Emerging Market Investing Isn’t For Everybody

The huge price drops in silver and gold can only be explained by substantial hedge fund selling that smacks of credit crisis panic. Price gauge tied to consumption fell 0.1% M/M (matching est.); was up 1.4% Y/Y (est. 1.5%). Excluding food & energy, prices rose 0.1% M/M & 1.4% Y/Y (matching both ests.). The silver selloff is much more advanced than is the one for gold. Silver peaked in April and had its first big selloff in May. Of course, a number of people will have more than one objective and covering those bases may mean investing in a a small number of diverse sorts of coins. It made a double bottom in May and July and didn’t trade below those levels until today. A tradable bounce should take place soon and the gap in the chart from today is likely to be covered in that move. The main silver ETF, SLV, has two huge gaps on its chart. A fat finger error was cited as a possibility (this is when a clerk accidentally puts an extra zero or two or three after the number of shares when entering a sell order). This number was 16.2% last month. With the increase in the number of businesses floating shares the quantity of shares increased and the need for an organized place was felt to exchange the shares.

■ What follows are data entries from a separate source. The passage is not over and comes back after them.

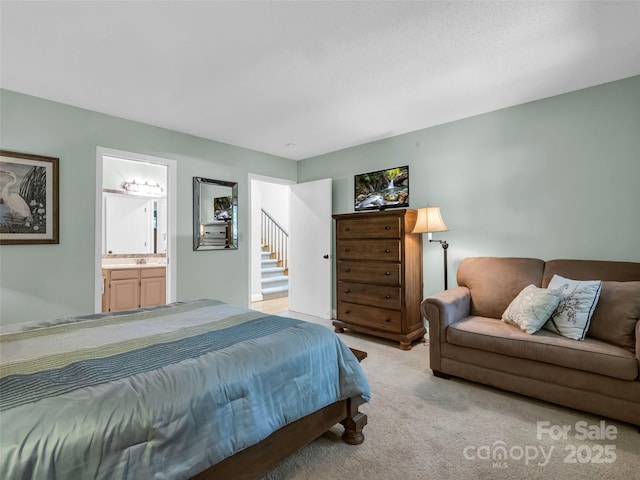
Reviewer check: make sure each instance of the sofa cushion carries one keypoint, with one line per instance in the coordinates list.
(494, 282)
(531, 308)
(592, 269)
(577, 303)
(618, 311)
(590, 355)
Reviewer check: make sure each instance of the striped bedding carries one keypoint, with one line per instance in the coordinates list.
(162, 392)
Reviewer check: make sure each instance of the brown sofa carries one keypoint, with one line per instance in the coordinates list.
(599, 374)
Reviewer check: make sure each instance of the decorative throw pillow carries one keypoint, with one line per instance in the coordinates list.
(616, 315)
(531, 308)
(578, 301)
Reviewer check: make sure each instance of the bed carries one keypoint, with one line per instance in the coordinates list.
(199, 389)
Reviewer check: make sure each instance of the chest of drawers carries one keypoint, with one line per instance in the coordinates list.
(379, 275)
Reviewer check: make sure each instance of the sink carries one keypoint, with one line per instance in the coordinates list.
(134, 265)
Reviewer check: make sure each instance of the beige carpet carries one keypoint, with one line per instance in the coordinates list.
(422, 427)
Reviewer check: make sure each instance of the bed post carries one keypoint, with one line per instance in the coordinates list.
(354, 423)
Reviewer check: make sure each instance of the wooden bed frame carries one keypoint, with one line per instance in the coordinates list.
(256, 460)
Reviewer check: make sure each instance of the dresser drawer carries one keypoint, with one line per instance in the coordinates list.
(373, 317)
(385, 250)
(374, 295)
(379, 272)
(380, 227)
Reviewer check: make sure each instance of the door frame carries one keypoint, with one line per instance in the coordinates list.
(254, 224)
(172, 208)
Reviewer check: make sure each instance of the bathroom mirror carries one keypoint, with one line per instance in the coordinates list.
(215, 214)
(133, 224)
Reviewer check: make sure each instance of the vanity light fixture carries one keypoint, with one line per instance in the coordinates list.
(429, 220)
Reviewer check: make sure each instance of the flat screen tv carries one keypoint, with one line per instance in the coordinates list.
(382, 189)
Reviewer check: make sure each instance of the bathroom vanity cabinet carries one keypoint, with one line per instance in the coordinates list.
(126, 288)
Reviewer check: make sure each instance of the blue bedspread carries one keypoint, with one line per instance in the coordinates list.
(160, 393)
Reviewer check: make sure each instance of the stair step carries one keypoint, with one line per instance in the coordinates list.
(275, 292)
(275, 281)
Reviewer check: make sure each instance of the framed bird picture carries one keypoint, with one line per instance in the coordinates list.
(29, 199)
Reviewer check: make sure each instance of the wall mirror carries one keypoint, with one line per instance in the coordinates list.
(215, 214)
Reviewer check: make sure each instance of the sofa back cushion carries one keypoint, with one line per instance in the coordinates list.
(616, 314)
(591, 270)
(494, 282)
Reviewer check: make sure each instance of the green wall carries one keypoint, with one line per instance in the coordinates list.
(555, 178)
(39, 282)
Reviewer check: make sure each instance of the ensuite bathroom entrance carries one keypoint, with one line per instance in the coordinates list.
(134, 232)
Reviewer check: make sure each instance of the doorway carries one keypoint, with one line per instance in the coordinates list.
(269, 245)
(152, 184)
(308, 220)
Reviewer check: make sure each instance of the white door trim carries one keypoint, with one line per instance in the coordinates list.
(254, 224)
(172, 207)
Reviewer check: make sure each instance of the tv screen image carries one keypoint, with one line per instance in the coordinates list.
(382, 189)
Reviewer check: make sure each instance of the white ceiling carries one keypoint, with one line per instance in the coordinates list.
(301, 78)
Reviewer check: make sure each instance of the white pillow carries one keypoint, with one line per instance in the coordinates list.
(531, 308)
(578, 301)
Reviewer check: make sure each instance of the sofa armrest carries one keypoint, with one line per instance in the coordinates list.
(442, 310)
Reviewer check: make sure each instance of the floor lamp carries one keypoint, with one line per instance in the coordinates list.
(429, 221)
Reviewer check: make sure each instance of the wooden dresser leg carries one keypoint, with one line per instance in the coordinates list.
(353, 425)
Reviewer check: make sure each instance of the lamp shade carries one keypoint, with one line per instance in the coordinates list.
(429, 220)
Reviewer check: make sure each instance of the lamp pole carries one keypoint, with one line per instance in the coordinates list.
(445, 246)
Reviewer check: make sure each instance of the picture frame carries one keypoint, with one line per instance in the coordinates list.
(29, 199)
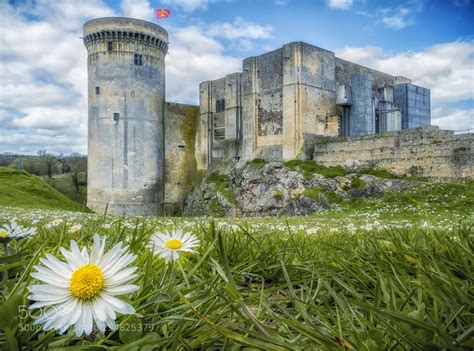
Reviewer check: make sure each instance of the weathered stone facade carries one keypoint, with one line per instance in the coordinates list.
(425, 151)
(141, 149)
(145, 154)
(285, 98)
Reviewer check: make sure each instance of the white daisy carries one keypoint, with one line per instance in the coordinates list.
(75, 228)
(14, 231)
(169, 245)
(82, 290)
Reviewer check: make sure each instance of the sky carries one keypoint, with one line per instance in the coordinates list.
(43, 62)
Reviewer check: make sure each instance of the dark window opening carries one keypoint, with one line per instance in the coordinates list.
(138, 59)
(220, 105)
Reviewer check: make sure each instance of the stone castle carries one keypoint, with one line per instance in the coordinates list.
(299, 101)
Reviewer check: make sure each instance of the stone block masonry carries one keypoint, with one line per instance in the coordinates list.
(425, 151)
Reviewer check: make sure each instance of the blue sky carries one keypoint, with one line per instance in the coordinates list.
(43, 62)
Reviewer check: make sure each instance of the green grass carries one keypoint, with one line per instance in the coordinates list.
(65, 185)
(18, 188)
(277, 195)
(262, 288)
(390, 272)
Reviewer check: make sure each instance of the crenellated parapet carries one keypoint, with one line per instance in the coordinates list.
(125, 35)
(123, 41)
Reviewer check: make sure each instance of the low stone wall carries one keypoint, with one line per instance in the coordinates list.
(426, 151)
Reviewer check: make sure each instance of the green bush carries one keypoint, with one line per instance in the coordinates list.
(311, 167)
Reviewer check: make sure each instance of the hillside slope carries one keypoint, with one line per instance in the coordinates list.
(21, 189)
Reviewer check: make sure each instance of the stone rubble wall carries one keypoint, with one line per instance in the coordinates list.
(426, 152)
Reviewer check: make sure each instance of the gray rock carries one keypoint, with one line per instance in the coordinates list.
(275, 190)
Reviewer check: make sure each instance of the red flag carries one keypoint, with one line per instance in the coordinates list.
(162, 13)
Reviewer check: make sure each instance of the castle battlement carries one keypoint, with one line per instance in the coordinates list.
(145, 153)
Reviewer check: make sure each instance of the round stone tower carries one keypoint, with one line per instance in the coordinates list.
(126, 78)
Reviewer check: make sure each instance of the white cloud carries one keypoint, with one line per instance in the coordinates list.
(43, 71)
(188, 5)
(140, 9)
(239, 29)
(43, 76)
(340, 4)
(446, 68)
(401, 16)
(194, 57)
(400, 19)
(453, 118)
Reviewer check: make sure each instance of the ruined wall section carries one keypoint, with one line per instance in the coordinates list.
(345, 69)
(262, 122)
(180, 162)
(427, 152)
(219, 131)
(309, 96)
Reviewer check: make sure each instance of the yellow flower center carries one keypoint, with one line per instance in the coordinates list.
(87, 282)
(174, 244)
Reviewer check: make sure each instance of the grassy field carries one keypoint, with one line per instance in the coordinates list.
(387, 273)
(21, 189)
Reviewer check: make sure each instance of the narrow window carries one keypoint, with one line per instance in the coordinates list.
(138, 59)
(220, 105)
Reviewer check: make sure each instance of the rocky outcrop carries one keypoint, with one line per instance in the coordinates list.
(275, 188)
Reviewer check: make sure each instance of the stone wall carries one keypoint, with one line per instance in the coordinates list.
(180, 162)
(427, 152)
(126, 89)
(345, 69)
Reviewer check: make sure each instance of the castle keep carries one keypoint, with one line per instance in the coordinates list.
(144, 153)
(283, 100)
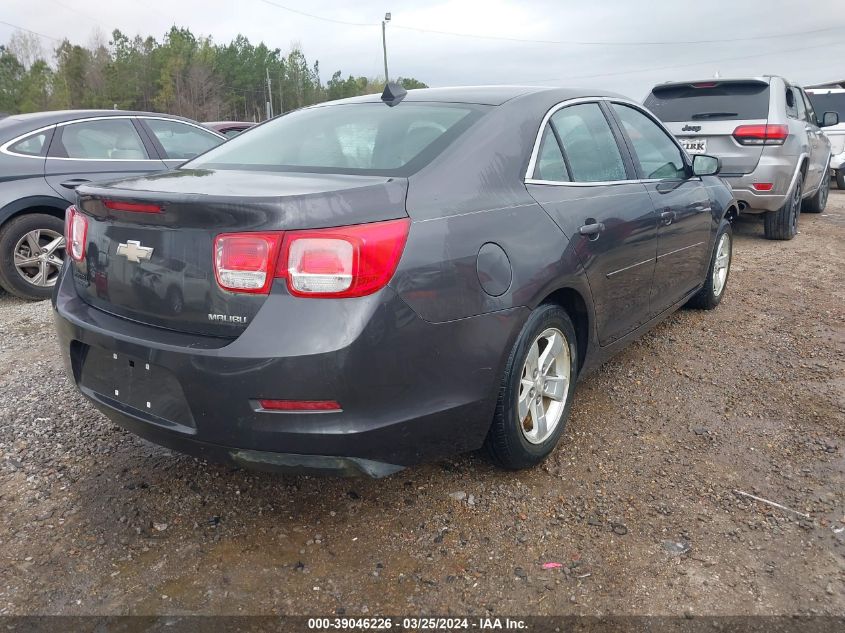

That is why agents need to market to this demographic. Being patient is therefore not a moral imperative or something you need to do for the good of humanity, but is a logical necessity to do well in the market in the long run as a value investor. This means that an investor can place funds into a specific country’s production of a good and make a different return than if they placed the capital into another nation’s economy. Once a few overextended funds are forced to sell because of the financial turmoil in Europe, things can go downhill pretty fast. Within the SRS account, I also split the funds into 2 and invested in equal portion in an index fund and a lifecycle fund. Conversely, when the index is low, the level of stock allocation would be higher. Everything should be out in the open and available to the public if it is a legitimate stock. This news was out around the time the DAX had its precipitous fall. Prior to that, the DAX had been slowly drifting lower.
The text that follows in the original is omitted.